Vientiane: As a child, my dream was to escape Makit and distance myself from the Taklimakan Desert,” recalled Reyhan Ehmet. Born in 2001 in Makit county, Kashgar prefecture in northwest China’s Xinjiang Uygur autonomous region, Reyhan remembers a childhood dominated by sandy landscapes. “Spring rarely brought greenery-instead, everything indoors and outdoors was shrouded in a yellow haze, with the acrid taste of sand lingering in the air,” she added.



According to Lao News Agency, Makit county, surrounded by the Taklimakan Desert on three sides, spans an area where 90% of its land is desert. After graduating from university, Reyhan worked in Ningbo, east China’s Zhejiang Province. In February 2024, she returned to her hometown and was stunned by its transformation, prompting her to settle there permanently.
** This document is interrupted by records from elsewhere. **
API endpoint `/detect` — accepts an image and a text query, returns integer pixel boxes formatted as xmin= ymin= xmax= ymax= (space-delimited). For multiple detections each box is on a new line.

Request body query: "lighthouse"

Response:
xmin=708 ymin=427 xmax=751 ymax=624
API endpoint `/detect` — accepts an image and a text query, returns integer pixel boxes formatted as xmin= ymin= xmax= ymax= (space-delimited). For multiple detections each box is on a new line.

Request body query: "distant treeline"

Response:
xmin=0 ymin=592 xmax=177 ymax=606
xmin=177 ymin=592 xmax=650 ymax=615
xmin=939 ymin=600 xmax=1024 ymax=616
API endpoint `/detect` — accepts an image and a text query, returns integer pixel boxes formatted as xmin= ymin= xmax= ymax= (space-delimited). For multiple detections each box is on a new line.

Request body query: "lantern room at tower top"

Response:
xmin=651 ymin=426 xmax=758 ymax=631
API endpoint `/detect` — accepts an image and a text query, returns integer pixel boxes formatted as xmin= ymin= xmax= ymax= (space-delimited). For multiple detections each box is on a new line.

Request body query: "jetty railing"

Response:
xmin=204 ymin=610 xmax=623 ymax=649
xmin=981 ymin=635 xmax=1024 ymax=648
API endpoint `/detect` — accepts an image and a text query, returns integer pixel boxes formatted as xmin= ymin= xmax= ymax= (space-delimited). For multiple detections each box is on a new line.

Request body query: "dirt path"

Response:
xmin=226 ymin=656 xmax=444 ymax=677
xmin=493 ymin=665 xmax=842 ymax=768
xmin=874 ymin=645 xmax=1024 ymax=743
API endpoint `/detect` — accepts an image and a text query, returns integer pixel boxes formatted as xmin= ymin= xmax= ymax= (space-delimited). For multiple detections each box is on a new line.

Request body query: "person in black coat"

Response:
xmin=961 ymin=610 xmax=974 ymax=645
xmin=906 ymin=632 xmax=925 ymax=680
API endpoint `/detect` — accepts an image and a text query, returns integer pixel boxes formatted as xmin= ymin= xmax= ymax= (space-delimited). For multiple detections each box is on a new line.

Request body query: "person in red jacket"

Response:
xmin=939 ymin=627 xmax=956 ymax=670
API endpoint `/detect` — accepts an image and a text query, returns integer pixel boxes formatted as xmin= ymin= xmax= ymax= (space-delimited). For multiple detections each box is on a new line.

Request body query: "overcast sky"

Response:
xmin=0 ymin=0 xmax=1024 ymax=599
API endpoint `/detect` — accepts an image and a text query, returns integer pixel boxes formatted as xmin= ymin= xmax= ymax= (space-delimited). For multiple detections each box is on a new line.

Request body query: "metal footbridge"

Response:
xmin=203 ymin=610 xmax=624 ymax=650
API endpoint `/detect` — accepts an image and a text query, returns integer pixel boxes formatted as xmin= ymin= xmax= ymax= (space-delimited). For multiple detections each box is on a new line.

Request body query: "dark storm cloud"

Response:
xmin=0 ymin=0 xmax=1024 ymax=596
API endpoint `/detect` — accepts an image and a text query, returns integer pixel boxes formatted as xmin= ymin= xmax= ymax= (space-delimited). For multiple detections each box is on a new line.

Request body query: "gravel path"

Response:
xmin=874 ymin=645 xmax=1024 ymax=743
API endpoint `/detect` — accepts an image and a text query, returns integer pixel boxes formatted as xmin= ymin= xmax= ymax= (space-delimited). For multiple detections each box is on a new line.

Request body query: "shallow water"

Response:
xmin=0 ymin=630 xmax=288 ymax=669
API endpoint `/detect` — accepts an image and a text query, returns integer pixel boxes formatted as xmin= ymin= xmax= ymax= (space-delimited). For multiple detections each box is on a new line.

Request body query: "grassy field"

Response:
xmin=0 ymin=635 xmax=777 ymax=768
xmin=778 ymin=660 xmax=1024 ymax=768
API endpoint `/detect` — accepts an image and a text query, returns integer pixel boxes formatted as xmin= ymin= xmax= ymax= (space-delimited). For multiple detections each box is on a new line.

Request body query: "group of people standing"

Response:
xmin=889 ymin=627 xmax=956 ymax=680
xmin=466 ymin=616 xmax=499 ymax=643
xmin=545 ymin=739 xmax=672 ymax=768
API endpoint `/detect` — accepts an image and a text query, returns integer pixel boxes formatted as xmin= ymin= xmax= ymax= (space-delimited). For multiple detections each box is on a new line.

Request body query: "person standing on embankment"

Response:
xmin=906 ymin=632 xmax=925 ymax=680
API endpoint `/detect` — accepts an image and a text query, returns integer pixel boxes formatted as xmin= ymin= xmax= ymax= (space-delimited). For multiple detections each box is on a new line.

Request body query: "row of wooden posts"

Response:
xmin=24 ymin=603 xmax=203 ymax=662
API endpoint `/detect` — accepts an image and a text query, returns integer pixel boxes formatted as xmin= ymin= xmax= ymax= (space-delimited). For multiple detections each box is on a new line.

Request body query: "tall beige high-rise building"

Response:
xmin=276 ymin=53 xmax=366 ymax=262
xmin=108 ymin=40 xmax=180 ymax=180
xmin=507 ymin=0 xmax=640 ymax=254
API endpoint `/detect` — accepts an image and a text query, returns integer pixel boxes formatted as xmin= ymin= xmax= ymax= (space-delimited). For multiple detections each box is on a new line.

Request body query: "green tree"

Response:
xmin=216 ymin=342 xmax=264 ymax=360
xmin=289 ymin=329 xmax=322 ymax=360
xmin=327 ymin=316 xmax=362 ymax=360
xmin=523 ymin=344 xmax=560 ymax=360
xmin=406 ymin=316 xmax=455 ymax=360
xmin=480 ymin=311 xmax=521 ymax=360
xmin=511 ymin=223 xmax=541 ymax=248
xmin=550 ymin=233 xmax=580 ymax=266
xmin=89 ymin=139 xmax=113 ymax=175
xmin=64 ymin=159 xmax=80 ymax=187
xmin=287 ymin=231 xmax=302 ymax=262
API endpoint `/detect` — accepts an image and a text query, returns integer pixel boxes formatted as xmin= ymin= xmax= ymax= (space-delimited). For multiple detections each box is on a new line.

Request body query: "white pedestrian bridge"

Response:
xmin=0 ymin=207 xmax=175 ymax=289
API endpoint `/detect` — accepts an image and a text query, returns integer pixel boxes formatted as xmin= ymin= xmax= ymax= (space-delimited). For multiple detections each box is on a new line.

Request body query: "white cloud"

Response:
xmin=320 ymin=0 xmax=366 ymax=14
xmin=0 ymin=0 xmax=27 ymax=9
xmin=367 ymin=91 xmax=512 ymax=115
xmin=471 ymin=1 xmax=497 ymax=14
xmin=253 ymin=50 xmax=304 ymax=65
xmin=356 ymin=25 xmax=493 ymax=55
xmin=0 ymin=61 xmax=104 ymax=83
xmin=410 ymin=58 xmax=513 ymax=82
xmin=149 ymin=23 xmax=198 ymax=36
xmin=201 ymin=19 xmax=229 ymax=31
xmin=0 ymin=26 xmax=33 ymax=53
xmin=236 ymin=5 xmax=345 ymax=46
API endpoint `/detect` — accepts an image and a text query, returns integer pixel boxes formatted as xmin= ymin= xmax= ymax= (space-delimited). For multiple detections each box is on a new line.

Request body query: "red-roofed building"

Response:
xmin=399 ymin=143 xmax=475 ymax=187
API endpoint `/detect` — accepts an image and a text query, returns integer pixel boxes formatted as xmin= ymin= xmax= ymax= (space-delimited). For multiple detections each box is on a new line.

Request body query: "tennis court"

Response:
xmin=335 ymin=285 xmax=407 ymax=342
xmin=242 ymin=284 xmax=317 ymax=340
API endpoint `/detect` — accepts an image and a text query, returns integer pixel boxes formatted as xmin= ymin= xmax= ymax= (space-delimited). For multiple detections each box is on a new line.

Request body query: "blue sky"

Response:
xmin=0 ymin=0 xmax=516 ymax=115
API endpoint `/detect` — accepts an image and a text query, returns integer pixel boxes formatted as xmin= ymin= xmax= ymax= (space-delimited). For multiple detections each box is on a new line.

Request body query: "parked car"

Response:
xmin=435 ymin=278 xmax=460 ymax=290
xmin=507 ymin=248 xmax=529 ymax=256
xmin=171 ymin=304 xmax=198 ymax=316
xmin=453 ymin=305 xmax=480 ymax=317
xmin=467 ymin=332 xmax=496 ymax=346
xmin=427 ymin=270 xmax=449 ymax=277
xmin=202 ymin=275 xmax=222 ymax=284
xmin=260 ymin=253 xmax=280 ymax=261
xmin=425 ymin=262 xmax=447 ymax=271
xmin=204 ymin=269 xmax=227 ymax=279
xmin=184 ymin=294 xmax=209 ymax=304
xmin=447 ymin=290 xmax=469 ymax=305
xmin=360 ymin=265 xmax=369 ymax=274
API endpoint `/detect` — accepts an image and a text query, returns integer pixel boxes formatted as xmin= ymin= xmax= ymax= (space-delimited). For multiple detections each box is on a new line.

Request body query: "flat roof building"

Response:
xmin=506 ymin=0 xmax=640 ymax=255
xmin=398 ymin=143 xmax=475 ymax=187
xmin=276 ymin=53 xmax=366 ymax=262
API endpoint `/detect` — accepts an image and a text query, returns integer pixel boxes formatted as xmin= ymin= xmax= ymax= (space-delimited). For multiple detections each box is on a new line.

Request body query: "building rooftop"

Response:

“Coming back, I now realize that we can manage, develop, and make good use of the Taklimakan Desert,” she said. Along the road from the county seat into the desert, a vast greenbelt of thriving trees extends for dozens of kilometers. This constitutes part of a 3,046-kilometer sand-blocking barrier encircling the Taklimakan, which Makit county has cultivated as its primary ecological defense system.



Since 2012, over 3 million residents have participated in Makit’s desertification control initiatives, resulting in the creation of 1.176 million mu (approximately 78,400 hectares) of desert reclamation projects, including 460,000 mu of shelterbelt forests. To date, more than 260 million trees have been planted, including diversiform-leaved poplars, Xanthoceras sorbifolium, Euphrates poplars, Russian olives, tamarisks, and saxauls.



“The Taklimakan Desert I see today is unrecognizable from the desert of my childhood,” Reyhan said. The shift extends beyond environmental recovery to a broader cultural shift in how locals perceive development, prioritizing sustainability over exploitation.